As at 29 October, the ATO said the state was “leading the charge” with the 2.7 million returns lodged, followed by Victoria at 2.1 million and Queensland at 1.8 million. The lodged returns have seen more than $19.5 billion refunded so far.
With many still yet to file, assistant commissioner Karen Foat encouraged Australians to either lodge their tax return or register with a tax agent before 31 October.
“We are noticing some people are yet to lodge. If you plan to lodge with a tax agent, you may have a later lodgement date, but it’s important to contact your agent and get on their books now. If you are putting off your taxes because of a potential debt, don’t worry. Contact us if you need help to understand what support options may be available,” Ms Foat said
“You still need to lodge your tax returns on time if you can, even if you can’t pay by the due date. This will show us that you’re aware of your obligations and doing your best to meet them. Once we understand your situation, we can discuss whether a deferral or a payment plan is best for you.”
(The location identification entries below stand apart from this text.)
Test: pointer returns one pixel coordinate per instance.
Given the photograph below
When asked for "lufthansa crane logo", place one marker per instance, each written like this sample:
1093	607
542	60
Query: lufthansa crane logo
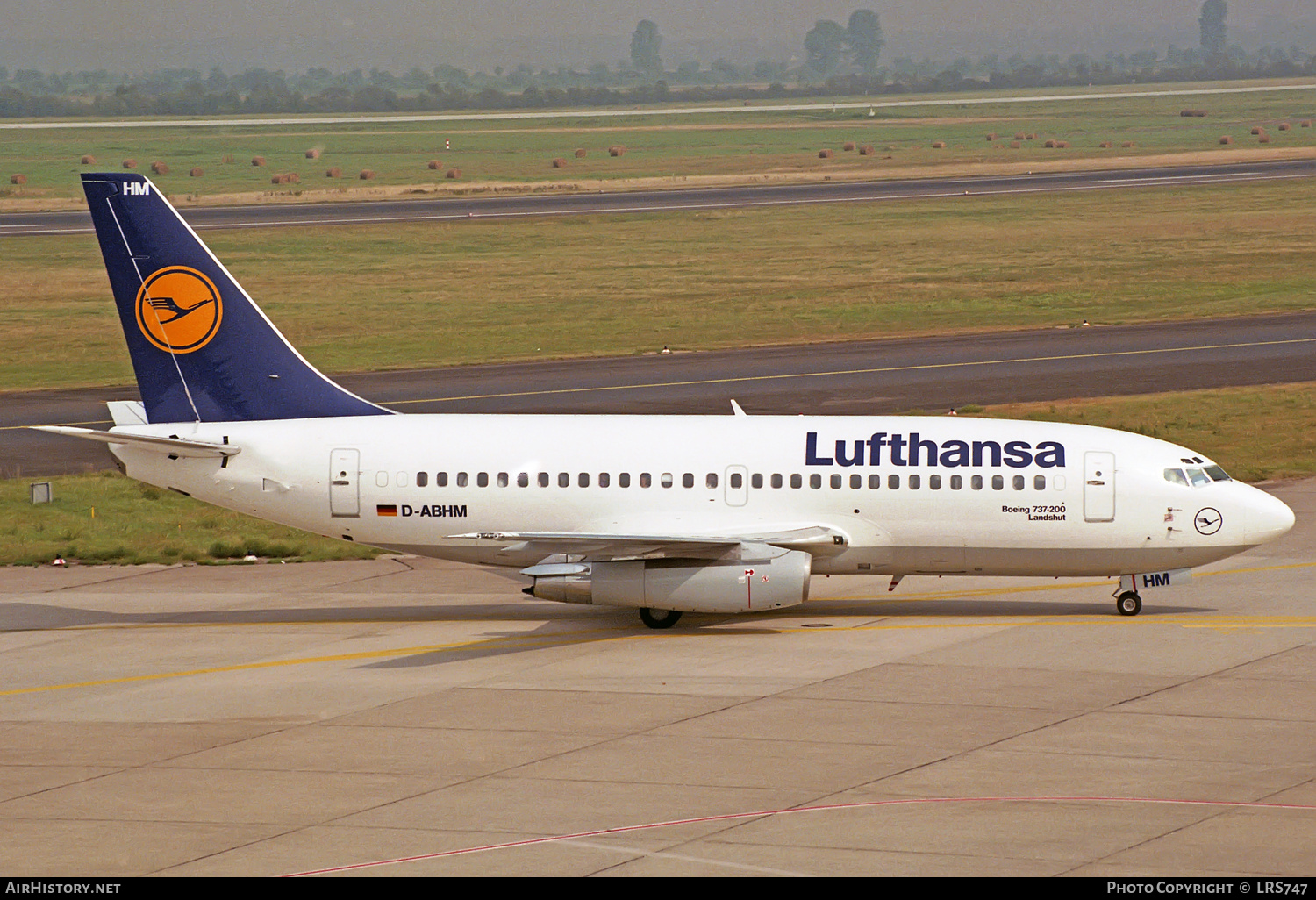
1207	521
179	310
Ms Foat noted the average lodgement through the ATO’s myTAX service takes under 30 minutes.
“While much of your information will already be in your return, we recommend taking the extra minute to get your return right,” she said.
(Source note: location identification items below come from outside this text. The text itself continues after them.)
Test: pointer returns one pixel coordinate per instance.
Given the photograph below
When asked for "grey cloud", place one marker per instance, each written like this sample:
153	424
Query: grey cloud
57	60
“Things like not updating bank account details, forgetting to include all income, or claiming deductions you are not entitled to can result in your refund being delayed.
“We’ve also been asking people to be aware of how their work-related expenses might be different this year. Of course, as expected, we’ve seen more people than ever make claims for working-from-home expenses. Unfortunately, we are seeing a small number of people not taking care to adjust their claims to their altered circumstances or making claims without sufficient evidence. Not being able to support your claim, if asked, may delay your refund and result in a penalty in the most serious cases.”